A Diretoria Administrativa do Hospital do Coração de Franca, desde o início da pandemia, em março de 2020, tem enfrentado grandes desafios para fazer a gestão dos leitos Covid.
Devido à insuficiência da tabela SUS, a instituição acumula atualmente um déficit projetado até o final do ano de 12,5 milhões de reais, para manter em funcionamento os leitos da Ala Covid no Hospital do Coração .
Destes, 53 são leitos de UTI – que inclusive permaneceram com 100% de ocupação por vários meses.
O prefeito Alexandre Ferreira já direcionou um aporte de R$ 4,2 milhões para custeio da estrutura, mas a conta não fechou e ainda faltam 8,3 milhões.
Imperativo
Segundo as informações do Grupo Santa Casa, para que a Ala Covid do Hospital do Coração continue atendendo a demanda, é imperativo que receba um aporte financeiro já para julho até dezembro deste ano.
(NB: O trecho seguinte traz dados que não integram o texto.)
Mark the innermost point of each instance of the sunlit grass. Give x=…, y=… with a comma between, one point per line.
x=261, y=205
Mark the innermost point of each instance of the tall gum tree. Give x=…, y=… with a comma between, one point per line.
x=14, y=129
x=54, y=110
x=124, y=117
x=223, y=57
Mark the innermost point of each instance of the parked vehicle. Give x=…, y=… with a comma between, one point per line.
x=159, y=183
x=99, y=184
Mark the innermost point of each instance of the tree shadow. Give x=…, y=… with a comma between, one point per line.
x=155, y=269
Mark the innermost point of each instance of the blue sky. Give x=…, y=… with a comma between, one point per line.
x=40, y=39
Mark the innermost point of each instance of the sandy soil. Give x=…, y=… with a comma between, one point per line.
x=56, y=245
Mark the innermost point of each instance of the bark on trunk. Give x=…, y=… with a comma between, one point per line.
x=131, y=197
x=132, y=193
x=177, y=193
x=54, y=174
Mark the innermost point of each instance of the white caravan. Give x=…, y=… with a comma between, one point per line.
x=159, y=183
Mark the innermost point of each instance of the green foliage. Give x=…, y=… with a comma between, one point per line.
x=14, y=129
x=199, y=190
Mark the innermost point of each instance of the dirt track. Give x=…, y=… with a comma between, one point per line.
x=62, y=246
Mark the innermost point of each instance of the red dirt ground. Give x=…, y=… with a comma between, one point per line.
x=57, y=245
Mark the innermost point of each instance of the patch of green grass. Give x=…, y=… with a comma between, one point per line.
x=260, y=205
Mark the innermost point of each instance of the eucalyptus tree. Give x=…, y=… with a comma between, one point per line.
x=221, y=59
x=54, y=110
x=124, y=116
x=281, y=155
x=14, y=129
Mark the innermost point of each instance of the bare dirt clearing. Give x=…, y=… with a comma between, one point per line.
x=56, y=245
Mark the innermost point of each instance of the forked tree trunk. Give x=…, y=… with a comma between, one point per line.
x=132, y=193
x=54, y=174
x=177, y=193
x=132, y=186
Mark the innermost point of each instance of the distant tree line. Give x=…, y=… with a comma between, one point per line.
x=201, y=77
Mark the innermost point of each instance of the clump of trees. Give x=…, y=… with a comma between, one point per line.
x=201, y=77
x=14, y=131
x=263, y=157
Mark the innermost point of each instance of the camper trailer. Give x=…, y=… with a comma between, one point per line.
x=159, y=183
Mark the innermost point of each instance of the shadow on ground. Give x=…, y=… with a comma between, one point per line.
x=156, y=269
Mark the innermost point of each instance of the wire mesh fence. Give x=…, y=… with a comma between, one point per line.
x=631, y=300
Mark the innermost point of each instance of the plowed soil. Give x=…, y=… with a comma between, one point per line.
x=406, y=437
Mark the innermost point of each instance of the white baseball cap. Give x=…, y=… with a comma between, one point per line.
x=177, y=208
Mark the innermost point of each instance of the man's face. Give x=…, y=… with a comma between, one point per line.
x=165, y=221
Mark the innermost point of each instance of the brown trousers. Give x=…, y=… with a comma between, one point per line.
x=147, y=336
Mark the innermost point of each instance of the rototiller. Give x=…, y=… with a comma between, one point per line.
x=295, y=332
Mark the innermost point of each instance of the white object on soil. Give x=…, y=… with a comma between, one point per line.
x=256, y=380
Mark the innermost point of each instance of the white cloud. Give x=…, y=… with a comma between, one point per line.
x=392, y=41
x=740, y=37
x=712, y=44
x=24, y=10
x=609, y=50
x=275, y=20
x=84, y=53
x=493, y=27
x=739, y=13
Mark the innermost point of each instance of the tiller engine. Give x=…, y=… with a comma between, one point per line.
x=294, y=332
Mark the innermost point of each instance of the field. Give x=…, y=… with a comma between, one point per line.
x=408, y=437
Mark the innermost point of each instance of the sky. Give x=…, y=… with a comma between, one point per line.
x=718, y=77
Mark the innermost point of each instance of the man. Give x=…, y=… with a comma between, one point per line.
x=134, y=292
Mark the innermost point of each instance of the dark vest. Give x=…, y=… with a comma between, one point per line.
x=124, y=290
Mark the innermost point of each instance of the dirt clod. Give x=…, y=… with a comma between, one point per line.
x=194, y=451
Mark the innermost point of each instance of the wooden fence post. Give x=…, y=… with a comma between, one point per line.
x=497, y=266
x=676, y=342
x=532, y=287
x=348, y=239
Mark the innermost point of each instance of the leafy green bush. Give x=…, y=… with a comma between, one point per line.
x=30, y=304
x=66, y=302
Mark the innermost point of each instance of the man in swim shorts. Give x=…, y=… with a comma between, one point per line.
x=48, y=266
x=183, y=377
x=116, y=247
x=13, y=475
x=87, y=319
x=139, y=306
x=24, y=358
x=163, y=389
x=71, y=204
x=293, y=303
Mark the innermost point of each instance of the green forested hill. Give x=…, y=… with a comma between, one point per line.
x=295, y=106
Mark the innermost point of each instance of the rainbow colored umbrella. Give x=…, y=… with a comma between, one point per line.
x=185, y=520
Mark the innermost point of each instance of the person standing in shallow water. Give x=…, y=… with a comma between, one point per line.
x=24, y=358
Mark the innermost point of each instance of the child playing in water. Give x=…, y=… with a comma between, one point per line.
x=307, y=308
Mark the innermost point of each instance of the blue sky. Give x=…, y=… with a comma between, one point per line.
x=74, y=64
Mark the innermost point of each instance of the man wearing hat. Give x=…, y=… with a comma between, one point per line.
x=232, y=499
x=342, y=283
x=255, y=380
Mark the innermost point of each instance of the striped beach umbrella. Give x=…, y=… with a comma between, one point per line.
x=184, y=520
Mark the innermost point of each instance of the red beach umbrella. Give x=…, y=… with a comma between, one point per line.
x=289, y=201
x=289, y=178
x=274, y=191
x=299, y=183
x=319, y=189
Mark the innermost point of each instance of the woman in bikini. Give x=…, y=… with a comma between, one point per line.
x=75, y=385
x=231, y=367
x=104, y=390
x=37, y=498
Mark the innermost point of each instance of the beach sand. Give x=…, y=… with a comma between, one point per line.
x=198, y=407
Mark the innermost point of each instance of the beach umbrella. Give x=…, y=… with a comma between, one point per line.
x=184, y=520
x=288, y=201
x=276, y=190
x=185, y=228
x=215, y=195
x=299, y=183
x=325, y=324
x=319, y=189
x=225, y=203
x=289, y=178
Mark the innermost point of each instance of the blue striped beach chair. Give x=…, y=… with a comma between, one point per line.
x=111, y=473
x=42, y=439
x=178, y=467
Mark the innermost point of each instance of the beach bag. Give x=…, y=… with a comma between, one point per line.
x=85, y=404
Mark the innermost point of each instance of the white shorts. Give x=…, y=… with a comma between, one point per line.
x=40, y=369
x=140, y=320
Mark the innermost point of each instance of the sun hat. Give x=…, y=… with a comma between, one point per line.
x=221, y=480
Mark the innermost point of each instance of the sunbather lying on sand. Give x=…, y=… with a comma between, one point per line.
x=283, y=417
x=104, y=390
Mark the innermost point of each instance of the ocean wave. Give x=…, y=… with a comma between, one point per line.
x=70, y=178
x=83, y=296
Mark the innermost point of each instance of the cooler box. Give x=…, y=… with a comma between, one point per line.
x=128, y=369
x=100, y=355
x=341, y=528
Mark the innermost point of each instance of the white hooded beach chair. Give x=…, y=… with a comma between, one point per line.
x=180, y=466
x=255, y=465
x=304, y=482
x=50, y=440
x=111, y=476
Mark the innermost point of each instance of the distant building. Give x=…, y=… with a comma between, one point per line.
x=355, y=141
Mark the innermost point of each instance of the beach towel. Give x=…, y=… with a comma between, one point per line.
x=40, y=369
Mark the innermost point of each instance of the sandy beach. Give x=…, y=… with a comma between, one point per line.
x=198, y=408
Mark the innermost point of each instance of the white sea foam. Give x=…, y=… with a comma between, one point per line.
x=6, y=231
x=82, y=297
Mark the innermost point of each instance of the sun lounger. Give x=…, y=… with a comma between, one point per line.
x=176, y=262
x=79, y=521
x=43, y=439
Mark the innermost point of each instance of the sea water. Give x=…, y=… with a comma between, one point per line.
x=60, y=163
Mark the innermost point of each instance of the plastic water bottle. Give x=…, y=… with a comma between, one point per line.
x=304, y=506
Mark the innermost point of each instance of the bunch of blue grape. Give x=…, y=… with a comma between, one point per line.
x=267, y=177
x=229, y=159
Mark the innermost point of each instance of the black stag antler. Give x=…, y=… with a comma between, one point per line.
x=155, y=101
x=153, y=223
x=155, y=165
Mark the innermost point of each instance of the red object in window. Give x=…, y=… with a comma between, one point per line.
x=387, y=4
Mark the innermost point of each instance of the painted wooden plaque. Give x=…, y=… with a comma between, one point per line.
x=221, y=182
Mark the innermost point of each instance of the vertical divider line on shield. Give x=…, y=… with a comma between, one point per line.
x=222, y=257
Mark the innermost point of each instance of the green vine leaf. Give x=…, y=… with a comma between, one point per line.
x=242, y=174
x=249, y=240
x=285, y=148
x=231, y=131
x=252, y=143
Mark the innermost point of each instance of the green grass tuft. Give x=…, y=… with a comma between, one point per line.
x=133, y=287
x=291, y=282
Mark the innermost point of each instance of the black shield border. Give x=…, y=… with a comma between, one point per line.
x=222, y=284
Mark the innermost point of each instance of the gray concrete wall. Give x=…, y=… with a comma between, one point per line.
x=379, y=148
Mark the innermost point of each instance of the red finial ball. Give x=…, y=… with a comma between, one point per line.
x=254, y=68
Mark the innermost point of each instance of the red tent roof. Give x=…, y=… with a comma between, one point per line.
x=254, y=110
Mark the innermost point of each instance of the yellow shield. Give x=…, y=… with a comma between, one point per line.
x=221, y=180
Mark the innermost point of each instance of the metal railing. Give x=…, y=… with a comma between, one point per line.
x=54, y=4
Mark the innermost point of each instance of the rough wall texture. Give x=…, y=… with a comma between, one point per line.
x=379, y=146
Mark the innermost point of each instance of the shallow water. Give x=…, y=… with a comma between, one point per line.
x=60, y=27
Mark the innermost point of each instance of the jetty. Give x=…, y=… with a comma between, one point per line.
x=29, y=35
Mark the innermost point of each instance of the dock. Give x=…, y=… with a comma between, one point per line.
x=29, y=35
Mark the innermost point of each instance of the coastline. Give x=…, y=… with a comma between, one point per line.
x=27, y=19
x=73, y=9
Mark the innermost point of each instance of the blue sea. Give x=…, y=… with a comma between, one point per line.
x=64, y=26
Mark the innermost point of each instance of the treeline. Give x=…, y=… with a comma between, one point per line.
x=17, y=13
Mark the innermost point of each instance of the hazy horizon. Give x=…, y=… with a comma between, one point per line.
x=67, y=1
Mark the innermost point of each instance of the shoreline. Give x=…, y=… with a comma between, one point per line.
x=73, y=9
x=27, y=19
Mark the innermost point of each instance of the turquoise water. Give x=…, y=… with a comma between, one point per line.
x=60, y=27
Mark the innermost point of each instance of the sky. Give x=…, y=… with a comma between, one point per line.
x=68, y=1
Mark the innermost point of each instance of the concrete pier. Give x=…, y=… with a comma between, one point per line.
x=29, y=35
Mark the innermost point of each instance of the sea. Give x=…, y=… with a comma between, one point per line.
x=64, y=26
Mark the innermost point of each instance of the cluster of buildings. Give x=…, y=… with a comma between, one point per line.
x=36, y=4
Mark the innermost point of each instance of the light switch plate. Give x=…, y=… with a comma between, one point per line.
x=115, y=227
A direção da Santa Casa considera muito provável que, mesmo após o fechamento de leitos em outras cidades, o Hospital do Coração (Ala Covid) seja a única estrutura que continuará com leitos abertos para acolher a população.
Isso porque a Santa Casa está na posição de hospital estruturante da região da DRS-VIII, que tem com 22 municípios.
Preocupada, a diretoria do Hospital do Coração (Ala Covid) reafirma que é preciso que o Gestor SUS destine recursos em caráter de urgência para manutenção da Ala Covid.
“Caso contrário, será necessário rever o montante de leitos existentes para adequar a Ala Covid à capacidade financeira da instituição, o que pode prejudicar seriamente a população de Franca e região”, diz a diretoria.